On an oscillation Theorem involving the Chebyshev function and the zeros of the Riemann zeta function Define $\theta(x)=\sum_{p\leq x} \log p $, where $p>1$ denotes a prime.
Nicolas proved that if the Riemann zeta function $\zeta(s)$ vanishes for some $s$ with $\Re(s)\leq 1/2 + b$, where $b\in(0, 1/2)$, then 
$$\log\Big(e^{\gamma}(\log \theta(x))\prod_{p\leq x} (1-p^{-1})\Big)=\Omega_{\pm }(x^{-b}).$$
Is the reverse necessarily true ? It appears so to me, since
$$\theta(x)=x +O(\sqrt{x})-\sum_{\rho} \frac{x^{\rho}}{\rho},$$
where the sum is over the complex zeros of $\zeta$ and $\prod_{p\leq x} (1-p^{-1})\sim e^{-\gamma}(\log x)^{-1} ?$
 A: The result Nicolas proved (Theorem 3, Jean-Louis Nicolas. Petites valeurs de la fonction d'Euler, J. Number Theory, 17, 1983, 375--388, paper linked HERE) is actually not quite what is claimed in this post, but:
$\log\Big(e^{\gamma}(\log \theta(x))\prod_{p\leq x} (1-p^{-1})\Big)=\Omega_{\pm }(x^{b-\frac{1}{2}-\epsilon})$, for all $\epsilon > 0$, where $0< b < \frac{1}{2}$ is such that RZ has a zero with real part $\frac{1}{2} + b$, so it is in the classical spirit as the worse RH fails (the higher the supremum of the real part of the critical zeros), the stronger the claimed $\Omega$. 

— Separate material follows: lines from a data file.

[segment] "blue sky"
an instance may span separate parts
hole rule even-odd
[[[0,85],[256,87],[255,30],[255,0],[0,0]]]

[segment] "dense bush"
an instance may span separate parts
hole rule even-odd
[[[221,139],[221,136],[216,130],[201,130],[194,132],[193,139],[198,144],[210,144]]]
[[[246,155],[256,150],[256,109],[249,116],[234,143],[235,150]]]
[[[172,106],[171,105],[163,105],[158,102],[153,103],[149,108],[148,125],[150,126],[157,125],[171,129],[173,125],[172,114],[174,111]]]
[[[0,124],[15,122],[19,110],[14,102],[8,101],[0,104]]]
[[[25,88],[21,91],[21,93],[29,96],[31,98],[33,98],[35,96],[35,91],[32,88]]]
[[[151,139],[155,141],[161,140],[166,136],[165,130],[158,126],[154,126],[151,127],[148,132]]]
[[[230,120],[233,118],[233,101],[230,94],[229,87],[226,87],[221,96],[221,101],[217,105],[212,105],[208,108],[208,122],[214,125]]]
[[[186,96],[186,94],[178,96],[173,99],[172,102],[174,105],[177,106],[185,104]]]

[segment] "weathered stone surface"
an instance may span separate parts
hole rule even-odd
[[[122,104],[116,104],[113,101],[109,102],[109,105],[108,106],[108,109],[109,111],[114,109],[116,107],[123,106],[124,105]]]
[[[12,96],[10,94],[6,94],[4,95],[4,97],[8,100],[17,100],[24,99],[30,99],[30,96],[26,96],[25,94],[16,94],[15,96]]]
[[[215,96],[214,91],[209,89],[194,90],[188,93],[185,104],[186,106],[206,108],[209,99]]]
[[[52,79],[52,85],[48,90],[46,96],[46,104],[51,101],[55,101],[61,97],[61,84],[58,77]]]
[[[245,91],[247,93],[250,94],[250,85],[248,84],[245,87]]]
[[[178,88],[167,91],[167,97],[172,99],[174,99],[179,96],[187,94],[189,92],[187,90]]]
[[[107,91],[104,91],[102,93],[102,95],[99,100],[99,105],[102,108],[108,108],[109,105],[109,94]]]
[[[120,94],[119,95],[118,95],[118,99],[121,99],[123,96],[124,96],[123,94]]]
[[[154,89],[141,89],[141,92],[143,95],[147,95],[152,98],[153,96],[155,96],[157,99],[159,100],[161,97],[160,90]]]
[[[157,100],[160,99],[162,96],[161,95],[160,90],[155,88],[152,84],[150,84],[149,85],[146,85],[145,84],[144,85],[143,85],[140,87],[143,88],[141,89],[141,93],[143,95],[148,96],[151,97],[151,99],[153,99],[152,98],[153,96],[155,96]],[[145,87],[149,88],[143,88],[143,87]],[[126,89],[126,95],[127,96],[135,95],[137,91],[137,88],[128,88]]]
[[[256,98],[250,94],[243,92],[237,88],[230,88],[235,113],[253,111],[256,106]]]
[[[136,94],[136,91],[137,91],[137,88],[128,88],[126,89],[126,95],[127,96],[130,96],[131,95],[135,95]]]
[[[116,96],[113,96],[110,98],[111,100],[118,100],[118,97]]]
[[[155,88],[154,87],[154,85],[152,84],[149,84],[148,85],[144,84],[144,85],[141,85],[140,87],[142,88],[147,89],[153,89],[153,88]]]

The estimate claimed in the post above is wrong (obviously because it is stronger for a weaker claim, not to speak that since RZ always vanishes on the critical line the claim of the post would imply the estimate to be true for $b$ going to zero and that contradicts the later claim when RZ is true). Using the zeros symmetry around the critical line, one can rephrase the $\Omega$ result to:
$\log\Big(e^{\gamma}(\log \theta(x))\prod_{p\leq x} (1-p^{-1})\Big)=\Omega_{\pm }(x^{-\beta-\epsilon})$, for all $\epsilon > 0$, where $0< \beta < \frac{1}{2}$ is such that RZ has a zero with real part $\beta$
He also proved that if RH is true $\log\Big(e^{\gamma}(\log \theta(x))\prod_{p\leq x} (1-p^{-1})\Big)x^{\frac{1}{2}}\log x$ is always negative for $x>2$, has inferior limit $\log{4\pi}-4-\gamma$ and superior limit less or equal to $\gamma - \log{4\pi}$ which are both close to $-2$, so obviously any $\Omega$ result as above with a power $x^{-\beta}, 0 < \beta < \frac{1}{2}$ dispproves RH, with the lower the $\beta$ the worse RH fails, while any $O$ result gives bounds on the supremum of the real parts of critical zeros, with the higher the $\beta$ the better the bounds
A: Actually, in the paper cited in answer one, the following is proved:
$\log (e^\gamma\log(\theta(x))\prod_{p\le x}(1-1/p))<0$ for $x\ge 3$ if and only if the Riemann Hypothesis holds ... I don't know how to link to other posts, but essentially this same question is asked again (this one came first).